PHILADELPHIA — In the 1992 movie Mr. Baseball, aging slugger Jack Elliot (portrayed by Tom Selleck) lived by a simple mantra: “Baseball is a game. And games are supposed to be fun.”
On the big screen, that belief ultimately helped the fictional Elliot overcome his own bad habits and imperfections.
Twenty-four years later in real life, it is one reason that big leaguers like Toronto Blue Jays ace Dylan Cease appreciate the first season of MLB’s Automated Ball-Strike challenge system.
“I think it’s entertaining,” Cease said at Tuesday’s MLB All-Star Game press conference. “I like it when it goes my way, and I don’t like it when it doesn’t. I think it’s entertaining, and it’s just one of those where I’ve kind of just accepted it is what it is, and I thought it’s been kind of nice.”
At the unofficial halfway mark of the first season of ABS implementation, Cease’s sentiments were echoed by most players attending the Summer Classic.
It wasn’t just that they appreciated what the system added in terms of correcting mistakes. They also acknowledged the new competitive wrinkles it added that perhaps hadn’t been appreciated beforehand.
For starters, each team’s two incorrect challenges per game have become precious commodities. Lose them and your team is at a decided disadvantage.
That happens more often than you might think. There has been an average of roughly 4.2 challenges per game through the season’s first half, and only 53.3% of those have been successful.
“You can really see a difference when you’re out of challenges,” Los Angeles Angels slugger Mike Trout said. “It changes the whole game. We talk about it all the time. When we lose challenges in the game, it’s a game-changer.”
The system has also supported the idea that catchers have the best view for determining the strike zone, succeeding at 58.7% of their challenges, while batters have succeeded 47.8% of the time and pitchers only 36.6% of the time.
That intuitively makes sense given each player’s point of view. But it can sometimes require emotional management when a pitcher believes he caught the zone only for a catcher to keep the challenge in his pocket.
“It’s just something at the end of the day, it just goes back to the trust that pitchers put in their catchers,” Athletics catcher Shea Langeliers said. “They know that we’re there for them at the end of the day. We want them to be successful.”
Meanwhile, the fears among some umpires that the new technology would stain their profession simply haven’t materialized.
Only two men in the blue — CB Bucknor and Andy Fletcher — have seen more than two-thirds of their challenged calls overturned. And Bucknor has been sidelined with health issues since the very early part of the season.
“They want to do as good as possible, too,” Langeliers said. “In my personal experiences, the umpires have been really good (with it).”
The system isn’t perfect. Perhaps its largest unintended impact has been changing the entire concept of the strike zone. Once defined in part by where a batter stands in the box, it now depends only on the location of home plate and the batter’s pre-measured dimensions.

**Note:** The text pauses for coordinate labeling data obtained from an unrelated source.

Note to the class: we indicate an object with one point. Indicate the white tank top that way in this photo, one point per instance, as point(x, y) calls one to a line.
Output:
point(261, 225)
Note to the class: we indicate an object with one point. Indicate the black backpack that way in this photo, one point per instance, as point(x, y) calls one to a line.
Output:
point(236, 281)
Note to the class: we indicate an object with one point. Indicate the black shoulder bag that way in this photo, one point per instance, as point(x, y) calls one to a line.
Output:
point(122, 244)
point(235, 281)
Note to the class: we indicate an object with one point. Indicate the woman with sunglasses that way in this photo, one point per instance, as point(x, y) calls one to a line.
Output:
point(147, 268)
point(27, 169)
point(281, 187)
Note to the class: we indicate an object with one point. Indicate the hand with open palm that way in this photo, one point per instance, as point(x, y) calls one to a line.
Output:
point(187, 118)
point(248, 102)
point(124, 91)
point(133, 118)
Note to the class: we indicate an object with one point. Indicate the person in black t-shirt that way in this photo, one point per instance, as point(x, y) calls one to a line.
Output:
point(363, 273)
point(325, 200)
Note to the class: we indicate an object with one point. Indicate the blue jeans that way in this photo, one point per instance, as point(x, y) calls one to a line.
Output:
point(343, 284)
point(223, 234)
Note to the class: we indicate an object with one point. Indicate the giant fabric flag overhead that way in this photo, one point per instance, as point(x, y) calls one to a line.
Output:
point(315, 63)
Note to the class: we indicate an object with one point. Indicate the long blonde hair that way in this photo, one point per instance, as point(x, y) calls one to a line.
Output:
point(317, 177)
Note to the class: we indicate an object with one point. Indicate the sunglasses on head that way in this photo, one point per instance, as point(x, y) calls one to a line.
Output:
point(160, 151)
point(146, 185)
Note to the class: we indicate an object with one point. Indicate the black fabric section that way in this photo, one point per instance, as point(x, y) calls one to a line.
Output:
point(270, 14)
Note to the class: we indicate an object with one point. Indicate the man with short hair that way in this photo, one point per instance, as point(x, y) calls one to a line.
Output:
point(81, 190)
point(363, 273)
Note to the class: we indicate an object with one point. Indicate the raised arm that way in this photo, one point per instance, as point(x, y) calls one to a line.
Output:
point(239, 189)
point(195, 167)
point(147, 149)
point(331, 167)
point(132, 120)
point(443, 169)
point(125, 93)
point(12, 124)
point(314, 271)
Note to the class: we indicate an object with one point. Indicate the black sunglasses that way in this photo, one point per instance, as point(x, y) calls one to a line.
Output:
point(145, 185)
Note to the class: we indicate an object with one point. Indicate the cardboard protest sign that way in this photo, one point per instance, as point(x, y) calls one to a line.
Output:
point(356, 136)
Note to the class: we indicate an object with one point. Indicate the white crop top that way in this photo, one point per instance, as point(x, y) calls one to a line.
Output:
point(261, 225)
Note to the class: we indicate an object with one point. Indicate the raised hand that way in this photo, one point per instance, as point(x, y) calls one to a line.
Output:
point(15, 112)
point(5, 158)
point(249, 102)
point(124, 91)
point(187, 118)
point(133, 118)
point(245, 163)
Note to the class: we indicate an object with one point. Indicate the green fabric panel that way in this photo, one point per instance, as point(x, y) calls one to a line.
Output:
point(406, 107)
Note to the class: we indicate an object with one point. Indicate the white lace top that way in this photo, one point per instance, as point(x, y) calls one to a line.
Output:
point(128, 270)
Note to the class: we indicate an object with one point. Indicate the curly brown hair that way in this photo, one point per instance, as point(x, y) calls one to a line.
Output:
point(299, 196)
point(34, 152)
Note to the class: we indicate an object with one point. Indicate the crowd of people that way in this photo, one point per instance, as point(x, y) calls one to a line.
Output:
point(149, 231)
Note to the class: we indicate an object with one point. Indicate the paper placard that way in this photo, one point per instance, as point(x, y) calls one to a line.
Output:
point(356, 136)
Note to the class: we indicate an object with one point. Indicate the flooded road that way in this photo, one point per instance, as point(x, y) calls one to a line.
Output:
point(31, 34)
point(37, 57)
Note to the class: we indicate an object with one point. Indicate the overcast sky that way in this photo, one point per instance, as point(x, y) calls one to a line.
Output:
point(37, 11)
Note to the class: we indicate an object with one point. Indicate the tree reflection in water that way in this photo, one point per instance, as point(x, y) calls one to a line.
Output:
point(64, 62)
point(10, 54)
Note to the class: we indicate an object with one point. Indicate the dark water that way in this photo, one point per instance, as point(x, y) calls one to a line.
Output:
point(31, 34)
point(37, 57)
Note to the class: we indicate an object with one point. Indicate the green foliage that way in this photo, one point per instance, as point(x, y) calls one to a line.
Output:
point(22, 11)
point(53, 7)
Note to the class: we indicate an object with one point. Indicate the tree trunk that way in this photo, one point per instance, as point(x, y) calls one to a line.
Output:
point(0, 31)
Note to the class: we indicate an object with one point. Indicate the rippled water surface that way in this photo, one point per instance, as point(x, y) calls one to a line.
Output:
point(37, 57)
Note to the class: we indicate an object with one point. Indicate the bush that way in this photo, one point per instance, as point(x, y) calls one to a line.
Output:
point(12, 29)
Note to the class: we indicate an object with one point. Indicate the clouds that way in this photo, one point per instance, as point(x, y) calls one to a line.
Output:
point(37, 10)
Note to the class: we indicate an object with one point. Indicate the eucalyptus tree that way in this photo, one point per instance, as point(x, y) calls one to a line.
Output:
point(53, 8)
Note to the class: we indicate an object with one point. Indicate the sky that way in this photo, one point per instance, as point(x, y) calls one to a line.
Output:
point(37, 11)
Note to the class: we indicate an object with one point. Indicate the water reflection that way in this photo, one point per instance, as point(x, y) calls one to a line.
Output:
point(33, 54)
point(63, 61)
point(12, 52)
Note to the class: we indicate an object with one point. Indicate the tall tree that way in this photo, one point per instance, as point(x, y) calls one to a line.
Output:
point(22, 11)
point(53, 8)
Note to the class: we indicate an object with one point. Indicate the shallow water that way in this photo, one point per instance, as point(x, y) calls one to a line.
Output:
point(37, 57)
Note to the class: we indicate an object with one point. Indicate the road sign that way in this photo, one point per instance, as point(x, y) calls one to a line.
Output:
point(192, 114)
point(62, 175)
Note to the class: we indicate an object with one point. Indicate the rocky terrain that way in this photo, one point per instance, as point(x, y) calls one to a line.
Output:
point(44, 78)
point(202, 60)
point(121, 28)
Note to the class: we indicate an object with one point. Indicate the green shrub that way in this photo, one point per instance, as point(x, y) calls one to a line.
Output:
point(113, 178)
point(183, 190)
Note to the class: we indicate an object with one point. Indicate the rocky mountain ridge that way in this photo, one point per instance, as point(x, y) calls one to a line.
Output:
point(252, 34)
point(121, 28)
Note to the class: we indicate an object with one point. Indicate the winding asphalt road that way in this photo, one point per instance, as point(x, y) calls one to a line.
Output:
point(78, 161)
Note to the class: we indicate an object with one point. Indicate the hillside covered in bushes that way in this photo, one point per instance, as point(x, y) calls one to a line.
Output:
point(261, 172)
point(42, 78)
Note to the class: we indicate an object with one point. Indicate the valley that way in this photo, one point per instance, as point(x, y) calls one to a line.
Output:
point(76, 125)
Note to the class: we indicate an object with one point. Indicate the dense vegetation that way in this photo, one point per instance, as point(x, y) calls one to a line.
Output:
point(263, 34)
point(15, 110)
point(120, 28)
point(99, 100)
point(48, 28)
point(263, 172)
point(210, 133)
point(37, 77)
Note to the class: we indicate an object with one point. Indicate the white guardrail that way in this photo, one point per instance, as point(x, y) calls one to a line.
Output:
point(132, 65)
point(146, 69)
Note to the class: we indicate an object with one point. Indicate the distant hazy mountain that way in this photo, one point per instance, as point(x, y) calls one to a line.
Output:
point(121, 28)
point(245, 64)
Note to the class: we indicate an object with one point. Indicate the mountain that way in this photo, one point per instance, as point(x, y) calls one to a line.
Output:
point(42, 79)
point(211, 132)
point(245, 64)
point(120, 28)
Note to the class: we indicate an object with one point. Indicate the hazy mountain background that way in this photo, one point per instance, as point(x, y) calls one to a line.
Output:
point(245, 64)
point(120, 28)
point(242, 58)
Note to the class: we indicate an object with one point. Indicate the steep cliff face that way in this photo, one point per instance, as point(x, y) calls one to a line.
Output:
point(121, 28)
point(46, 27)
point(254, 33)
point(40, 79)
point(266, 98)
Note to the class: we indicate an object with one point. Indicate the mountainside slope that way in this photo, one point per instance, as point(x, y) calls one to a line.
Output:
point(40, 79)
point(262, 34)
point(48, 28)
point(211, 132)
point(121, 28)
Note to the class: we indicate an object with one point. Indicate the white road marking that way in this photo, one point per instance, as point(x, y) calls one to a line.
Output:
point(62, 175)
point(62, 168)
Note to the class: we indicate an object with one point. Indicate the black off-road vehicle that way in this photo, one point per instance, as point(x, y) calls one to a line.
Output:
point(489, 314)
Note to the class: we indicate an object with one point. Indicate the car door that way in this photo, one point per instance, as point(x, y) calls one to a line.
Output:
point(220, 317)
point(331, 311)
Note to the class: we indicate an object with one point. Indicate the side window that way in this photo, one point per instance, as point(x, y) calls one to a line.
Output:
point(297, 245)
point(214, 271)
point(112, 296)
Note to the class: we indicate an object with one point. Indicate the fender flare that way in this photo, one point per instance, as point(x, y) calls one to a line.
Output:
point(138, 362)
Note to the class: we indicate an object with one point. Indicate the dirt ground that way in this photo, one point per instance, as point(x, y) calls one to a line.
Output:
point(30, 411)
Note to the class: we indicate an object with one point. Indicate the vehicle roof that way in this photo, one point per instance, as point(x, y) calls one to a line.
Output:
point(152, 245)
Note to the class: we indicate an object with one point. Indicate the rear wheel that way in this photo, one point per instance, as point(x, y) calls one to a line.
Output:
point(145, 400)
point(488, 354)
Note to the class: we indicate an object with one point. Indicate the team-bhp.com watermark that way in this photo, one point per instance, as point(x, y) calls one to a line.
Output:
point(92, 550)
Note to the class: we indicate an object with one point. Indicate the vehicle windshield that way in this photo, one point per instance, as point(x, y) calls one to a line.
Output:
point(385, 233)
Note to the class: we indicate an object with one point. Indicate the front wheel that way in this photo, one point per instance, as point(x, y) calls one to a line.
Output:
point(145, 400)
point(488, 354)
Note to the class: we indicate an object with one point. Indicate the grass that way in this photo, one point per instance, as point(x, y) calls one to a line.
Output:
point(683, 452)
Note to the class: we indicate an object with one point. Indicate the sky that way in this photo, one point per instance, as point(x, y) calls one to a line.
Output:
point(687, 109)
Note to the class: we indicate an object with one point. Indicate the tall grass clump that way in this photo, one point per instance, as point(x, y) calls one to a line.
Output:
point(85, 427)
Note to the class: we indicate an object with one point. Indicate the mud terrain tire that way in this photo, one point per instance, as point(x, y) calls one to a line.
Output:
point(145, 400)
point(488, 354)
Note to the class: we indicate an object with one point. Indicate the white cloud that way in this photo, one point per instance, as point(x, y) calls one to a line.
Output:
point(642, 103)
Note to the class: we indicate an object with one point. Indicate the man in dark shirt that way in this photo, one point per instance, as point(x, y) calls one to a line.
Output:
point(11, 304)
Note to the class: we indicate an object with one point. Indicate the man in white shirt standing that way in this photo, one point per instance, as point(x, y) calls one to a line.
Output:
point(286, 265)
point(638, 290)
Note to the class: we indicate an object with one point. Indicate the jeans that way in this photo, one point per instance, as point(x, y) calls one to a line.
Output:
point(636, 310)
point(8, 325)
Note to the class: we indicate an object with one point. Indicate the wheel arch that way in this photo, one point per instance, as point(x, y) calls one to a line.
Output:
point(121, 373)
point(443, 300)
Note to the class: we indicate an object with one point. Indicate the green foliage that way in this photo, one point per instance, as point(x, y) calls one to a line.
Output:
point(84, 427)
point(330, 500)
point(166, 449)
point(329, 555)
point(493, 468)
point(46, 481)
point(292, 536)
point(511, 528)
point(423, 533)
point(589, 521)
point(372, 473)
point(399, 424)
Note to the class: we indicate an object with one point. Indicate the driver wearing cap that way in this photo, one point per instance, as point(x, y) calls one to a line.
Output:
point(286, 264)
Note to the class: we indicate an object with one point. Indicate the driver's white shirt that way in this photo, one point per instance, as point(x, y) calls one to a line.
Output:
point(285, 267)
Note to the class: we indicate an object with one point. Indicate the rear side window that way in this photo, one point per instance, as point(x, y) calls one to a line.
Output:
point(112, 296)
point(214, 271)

That can lead to some odd situations, where a pitch catches the back or front corner of the plate but would’ve been a ball when it crosses the hitter’s plane. But that might be a relatively small price to pay for getting the big calls right most of the time, said Blue Jays and American League manager John Schneider after he raised exactly that point.
“That’s me nitpicking,” Schneider confessed. “I think that it’s done what it was intended to do so far. And I’m sure there’ll be tweaks along the way, like anything in the league.”